This year, at the request of XRT and EIS, ISAS has added in calculations of XTW, or X-ray Twilight, in addition to optical night (NGT). It's very helpful to have these extra calculations, and we are road-testing with EIS to see if the predictions do a better job than the default 10-minute buffer around NGT that we used to use.
In the one case I've looked at where a mode change occurs (from gyro to gyro+ufss), the repoint takes of order 15 seconds. This was taken from the shift seen in eis_l0_20070509_074627.fits, a HH---N03 raster, with nominal 5-second cadence (more like 6-and-a-bit). This repoint happened between 07:53:27.275 (expo start time, admittedly) and 07:53:47.117 (expo start time).
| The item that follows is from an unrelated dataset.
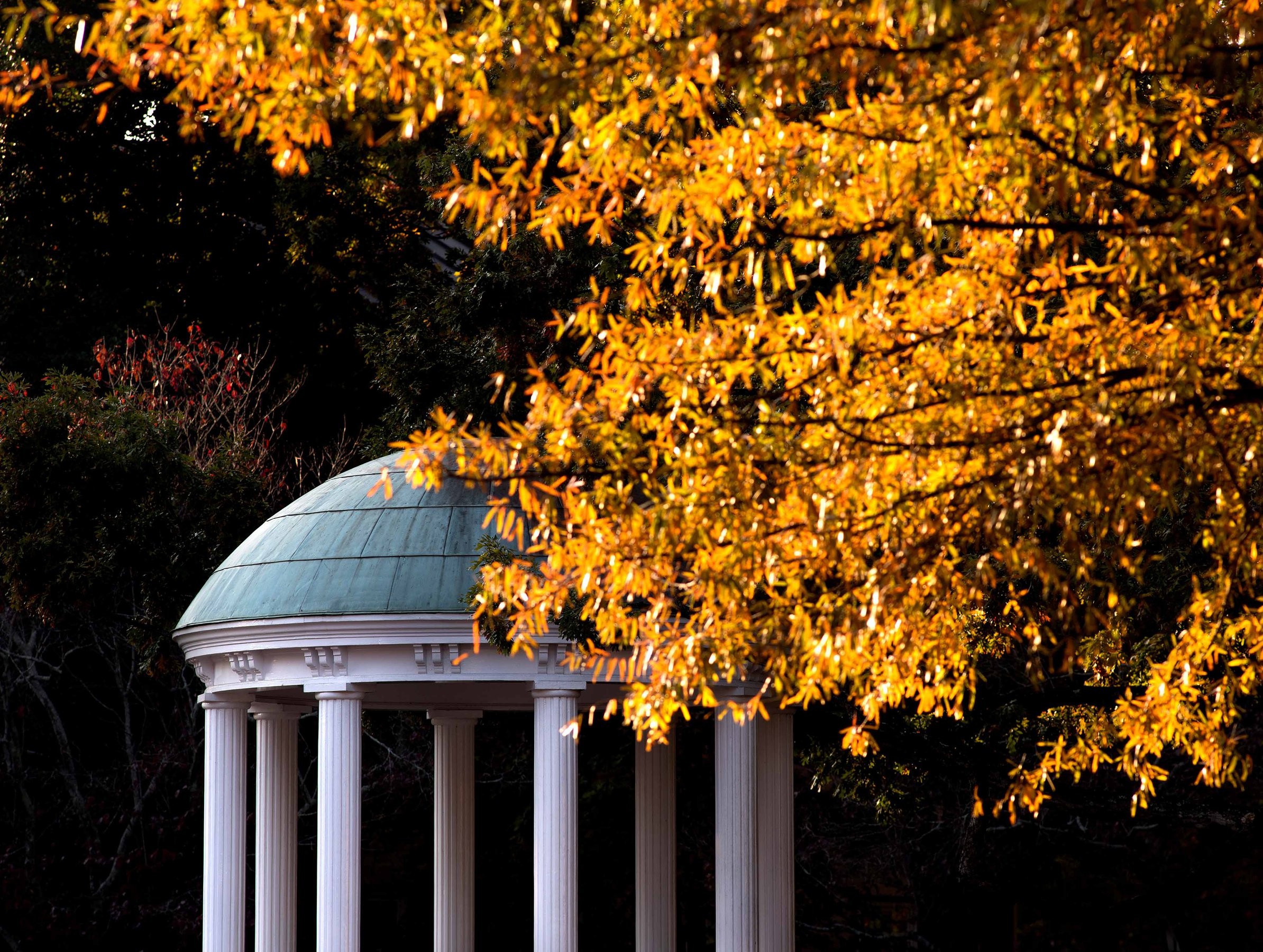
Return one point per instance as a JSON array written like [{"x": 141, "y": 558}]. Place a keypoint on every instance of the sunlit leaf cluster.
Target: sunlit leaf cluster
[{"x": 930, "y": 305}]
The corresponding NGT_EXIT happened at 07:45:30, so there is just over 8 minutes until the repoint due to mode switch.
Since the few datasets I've looked at so far (all from the same date, from the merged telemetry) indicate that EIS twilight isn't over until about 10 minutes after NGT_EXIT, this repoint delay is not such a worry for us. The bigger worry was the length of night, including twilight, which cannot easily be calibrated out.
One use for these data might be to use them as dark current calibration. There is effectively no input to the detectors (unless the 3p-1s transition is strong in geocoronal emission) so anything we see will be stray light.
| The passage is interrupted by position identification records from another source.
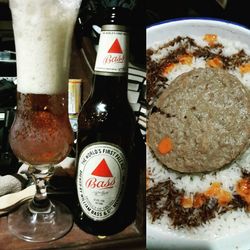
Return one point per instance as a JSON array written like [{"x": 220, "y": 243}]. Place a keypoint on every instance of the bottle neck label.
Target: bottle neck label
[
  {"x": 101, "y": 180},
  {"x": 112, "y": 56}
]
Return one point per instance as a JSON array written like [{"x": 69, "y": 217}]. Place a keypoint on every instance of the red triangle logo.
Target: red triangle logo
[
  {"x": 116, "y": 47},
  {"x": 102, "y": 170}
]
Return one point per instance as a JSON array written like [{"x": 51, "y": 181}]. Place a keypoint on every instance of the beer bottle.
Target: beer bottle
[{"x": 105, "y": 176}]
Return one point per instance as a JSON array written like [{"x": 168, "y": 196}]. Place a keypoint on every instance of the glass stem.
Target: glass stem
[{"x": 40, "y": 175}]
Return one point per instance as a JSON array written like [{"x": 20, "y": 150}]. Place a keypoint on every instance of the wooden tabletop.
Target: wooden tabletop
[
  {"x": 133, "y": 237},
  {"x": 130, "y": 238}
]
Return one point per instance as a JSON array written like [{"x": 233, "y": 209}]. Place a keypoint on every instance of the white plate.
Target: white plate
[{"x": 159, "y": 33}]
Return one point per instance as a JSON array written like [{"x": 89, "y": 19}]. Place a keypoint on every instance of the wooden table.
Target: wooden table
[
  {"x": 133, "y": 237},
  {"x": 130, "y": 238}
]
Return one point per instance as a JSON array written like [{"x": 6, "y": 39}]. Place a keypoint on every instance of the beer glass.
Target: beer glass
[{"x": 41, "y": 134}]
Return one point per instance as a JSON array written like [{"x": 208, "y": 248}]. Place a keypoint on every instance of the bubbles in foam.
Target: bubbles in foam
[{"x": 43, "y": 31}]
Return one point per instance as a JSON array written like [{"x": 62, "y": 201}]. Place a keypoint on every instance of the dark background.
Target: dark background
[{"x": 235, "y": 10}]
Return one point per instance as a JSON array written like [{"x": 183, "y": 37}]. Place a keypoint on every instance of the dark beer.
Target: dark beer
[
  {"x": 106, "y": 178},
  {"x": 41, "y": 132}
]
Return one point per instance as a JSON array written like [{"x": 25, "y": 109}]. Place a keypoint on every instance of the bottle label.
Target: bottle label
[
  {"x": 101, "y": 179},
  {"x": 112, "y": 56}
]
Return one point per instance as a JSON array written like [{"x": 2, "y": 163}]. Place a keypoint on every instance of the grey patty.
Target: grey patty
[{"x": 205, "y": 112}]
The eclipses have their maximum duration around 20 June each year. The EIS CO is provided with the times for "XRT twilight" each orbit and, for 20 June 2009, the duration of XRT twilight was 30 minutes. The guideline for EIS COs is to begin the EIS plan 2 minutes after exiting XRT twilight. The Hinode orbit is 98 minutes, therefore the smallest possible useful observing period during the eclipse season is 66 minutes.
For study designers it is thus useful to make your study last 66 minutes or less in order for it to make best possible use of the EIS data allocation.